Quantitative analysis with artificial intelligence (AI) of sequential CT exams in COVID-19 patients shows promise for standardized assessment and monitoring of disease progression, according to research published online March 25 in Scientific Reports.
Researchers from the U.S. National Institutes of Health (NIH) and graphics processing unit developer Nvidia collaborated to retrospectively apply an AI algorithm to segment the lung on serial chest CT exams from 29 patients with mild cases of COVID-19. After correlating laboratory results with the AI analysis and manual segmentations of opacities on CT, they found distinctive patterns and peaks in relation to onset of symptoms.
As a result, generalized dynamic curves based on these quantitative CT findings could potentially be used to assess mild COVID-19 cases and identify those that may become more severe, according to the researchers led by first authors Dr. Michael Kassin; Nicole Varble, PhD; and Maxime Blain of the NIH Clinical Center.
"Metrics for comparison could provide valuable clinical reference data for early detection of deviation from the expected disease course, which could potentially inform early medical countermeasures, therapeutic decision making, or clinical trial response criteria," the authors wrote. "Characterization of correlative patterns in such readouts can potentially identify patients with COVID-19 pneumonia by defining extreme deviations from standardized curves for patients with mild disease."
The researchers sought to evaluate the dynamics of chest CT opacity subtypes in COVID-19 before and after onset of symptoms. They utilized the Clara AI segmentation model (Nvidia) to automatically segment the total lung volume on serial chest CT exams in 29 mild COVID-19 patients from a single center in an outbreak zone.
These patients had a total of 121 serial CT exams and 279 lab measurements over an average of 50 days, which included patients with mild or moderate initially asymptomatic pneumonia. None of the patients required admission to the intensive care unit or intubation.
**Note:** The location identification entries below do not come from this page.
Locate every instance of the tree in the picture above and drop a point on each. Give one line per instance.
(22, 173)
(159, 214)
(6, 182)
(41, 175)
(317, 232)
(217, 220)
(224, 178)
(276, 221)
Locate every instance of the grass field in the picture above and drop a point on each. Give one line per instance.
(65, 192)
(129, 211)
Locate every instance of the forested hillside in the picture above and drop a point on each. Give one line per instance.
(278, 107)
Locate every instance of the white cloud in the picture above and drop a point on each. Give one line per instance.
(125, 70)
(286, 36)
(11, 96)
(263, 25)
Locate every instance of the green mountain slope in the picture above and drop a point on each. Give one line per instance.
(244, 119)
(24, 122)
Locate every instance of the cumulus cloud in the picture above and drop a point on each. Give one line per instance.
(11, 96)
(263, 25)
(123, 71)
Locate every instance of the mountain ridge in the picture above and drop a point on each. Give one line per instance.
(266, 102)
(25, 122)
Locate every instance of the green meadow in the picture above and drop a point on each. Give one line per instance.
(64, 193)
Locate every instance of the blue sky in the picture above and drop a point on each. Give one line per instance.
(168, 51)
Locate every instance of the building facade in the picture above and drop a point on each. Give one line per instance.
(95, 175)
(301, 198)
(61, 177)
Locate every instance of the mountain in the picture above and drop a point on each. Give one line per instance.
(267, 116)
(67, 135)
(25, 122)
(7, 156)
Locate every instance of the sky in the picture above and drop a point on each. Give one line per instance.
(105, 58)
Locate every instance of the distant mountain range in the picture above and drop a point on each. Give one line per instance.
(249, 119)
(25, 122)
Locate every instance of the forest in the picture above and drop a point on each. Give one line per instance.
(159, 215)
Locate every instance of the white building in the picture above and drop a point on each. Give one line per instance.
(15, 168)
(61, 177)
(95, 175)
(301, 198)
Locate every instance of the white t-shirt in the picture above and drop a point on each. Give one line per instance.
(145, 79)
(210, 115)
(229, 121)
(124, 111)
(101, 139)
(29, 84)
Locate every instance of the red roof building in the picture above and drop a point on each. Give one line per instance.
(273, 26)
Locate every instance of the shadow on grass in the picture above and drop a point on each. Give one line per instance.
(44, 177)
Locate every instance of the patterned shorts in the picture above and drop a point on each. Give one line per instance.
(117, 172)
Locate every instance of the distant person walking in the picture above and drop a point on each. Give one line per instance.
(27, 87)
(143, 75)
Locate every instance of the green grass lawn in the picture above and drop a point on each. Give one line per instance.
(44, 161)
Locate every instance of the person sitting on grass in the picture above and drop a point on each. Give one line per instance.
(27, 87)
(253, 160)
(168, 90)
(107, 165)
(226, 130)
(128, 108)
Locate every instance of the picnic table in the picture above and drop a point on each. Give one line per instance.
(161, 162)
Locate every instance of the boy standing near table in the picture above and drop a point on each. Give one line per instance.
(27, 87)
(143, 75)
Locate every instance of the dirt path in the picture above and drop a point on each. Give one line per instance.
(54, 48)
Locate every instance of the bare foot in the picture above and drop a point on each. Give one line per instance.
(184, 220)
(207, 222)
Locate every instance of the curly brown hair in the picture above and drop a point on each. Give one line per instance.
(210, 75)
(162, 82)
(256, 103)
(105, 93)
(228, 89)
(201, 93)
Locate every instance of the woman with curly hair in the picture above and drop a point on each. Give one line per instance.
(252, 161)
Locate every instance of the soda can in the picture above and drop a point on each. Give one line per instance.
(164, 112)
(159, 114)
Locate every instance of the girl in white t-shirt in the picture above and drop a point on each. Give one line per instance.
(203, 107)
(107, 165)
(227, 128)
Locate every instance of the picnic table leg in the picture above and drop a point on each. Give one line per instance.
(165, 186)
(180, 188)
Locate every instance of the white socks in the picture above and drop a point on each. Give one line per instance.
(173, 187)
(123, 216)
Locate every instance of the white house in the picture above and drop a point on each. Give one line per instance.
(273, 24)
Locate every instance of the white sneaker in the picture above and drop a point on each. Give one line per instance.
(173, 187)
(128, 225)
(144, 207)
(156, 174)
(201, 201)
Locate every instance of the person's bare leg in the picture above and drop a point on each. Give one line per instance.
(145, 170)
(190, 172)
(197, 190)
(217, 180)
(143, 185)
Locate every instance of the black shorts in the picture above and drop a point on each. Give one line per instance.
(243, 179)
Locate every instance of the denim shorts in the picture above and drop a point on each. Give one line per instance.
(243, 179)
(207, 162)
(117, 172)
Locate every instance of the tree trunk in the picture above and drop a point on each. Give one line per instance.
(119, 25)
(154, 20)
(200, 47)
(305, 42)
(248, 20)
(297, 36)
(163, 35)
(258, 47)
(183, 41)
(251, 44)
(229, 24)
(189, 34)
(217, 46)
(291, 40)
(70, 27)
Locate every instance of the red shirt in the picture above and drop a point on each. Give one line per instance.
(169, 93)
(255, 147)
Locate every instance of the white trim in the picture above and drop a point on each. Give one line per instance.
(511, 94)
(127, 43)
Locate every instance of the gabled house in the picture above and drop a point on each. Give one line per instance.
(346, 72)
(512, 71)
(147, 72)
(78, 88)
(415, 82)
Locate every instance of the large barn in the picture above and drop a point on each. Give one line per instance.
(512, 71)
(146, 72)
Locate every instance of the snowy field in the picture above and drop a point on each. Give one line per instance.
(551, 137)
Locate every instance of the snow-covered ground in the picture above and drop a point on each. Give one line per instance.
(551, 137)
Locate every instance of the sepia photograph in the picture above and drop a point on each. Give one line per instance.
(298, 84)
After verifying the AI lung segmentation results, radiologists then manually segmented the lung opacities and noted the opacity subtypes. Next, the researchers employed generalized temporal curves to correlate the CT data with lab measurements such as blood cell count and procalcitonin levels. 3D visualizations were also used to reconstruct the evolution of COVID opacities.
The researchers found that lung opacities appeared in an average of 3.4 ± 2.2 days prior to symptom onset and peaked an average of 0.6 ± 3.1 days after symptoms began. Ground-glass opacity onset was earlier, and it resolved later than consolidation, according to the authors. As for lab results, lactate dehydrogenase and C-reactive protein peaked earlier than procalcitonin and leukopenia.
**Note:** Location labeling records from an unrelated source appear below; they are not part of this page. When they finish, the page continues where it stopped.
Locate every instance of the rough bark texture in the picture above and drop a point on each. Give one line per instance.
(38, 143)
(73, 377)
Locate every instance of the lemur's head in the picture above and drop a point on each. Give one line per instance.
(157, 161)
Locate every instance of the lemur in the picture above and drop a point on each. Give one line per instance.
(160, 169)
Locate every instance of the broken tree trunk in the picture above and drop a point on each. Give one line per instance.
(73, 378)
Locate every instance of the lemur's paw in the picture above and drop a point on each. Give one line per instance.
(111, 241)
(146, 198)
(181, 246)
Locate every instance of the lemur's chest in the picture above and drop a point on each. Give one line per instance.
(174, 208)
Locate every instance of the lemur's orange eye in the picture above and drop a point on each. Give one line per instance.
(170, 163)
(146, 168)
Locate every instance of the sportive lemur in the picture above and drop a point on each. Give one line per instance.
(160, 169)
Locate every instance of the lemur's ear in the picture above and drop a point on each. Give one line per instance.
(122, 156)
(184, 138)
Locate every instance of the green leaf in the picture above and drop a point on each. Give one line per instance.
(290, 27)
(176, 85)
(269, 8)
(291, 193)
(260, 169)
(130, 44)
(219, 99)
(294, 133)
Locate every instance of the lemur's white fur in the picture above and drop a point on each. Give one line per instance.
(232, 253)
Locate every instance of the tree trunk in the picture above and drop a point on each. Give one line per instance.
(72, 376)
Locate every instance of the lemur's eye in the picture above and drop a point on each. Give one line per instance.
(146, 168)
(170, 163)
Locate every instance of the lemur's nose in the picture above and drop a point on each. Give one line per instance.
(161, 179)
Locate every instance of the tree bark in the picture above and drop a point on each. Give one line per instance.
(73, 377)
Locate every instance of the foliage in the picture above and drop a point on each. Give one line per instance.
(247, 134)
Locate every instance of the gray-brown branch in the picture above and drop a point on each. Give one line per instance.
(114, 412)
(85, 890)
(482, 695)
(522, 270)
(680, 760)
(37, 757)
Dynamic reference curves based on these results could potentially be useful for clinical triage of borderline patients, and they may inform the relative disease status of positive SARS-CoV-2 patients, the researchers speculated.
"Certainly a better understanding of serial disease changes on CT and labs over time could enlighten healthcare decision-makers facing off against an incompletely understood and novel virus in the context of medical countermeasures, chronic lung effects, or mutational variants," they wrote.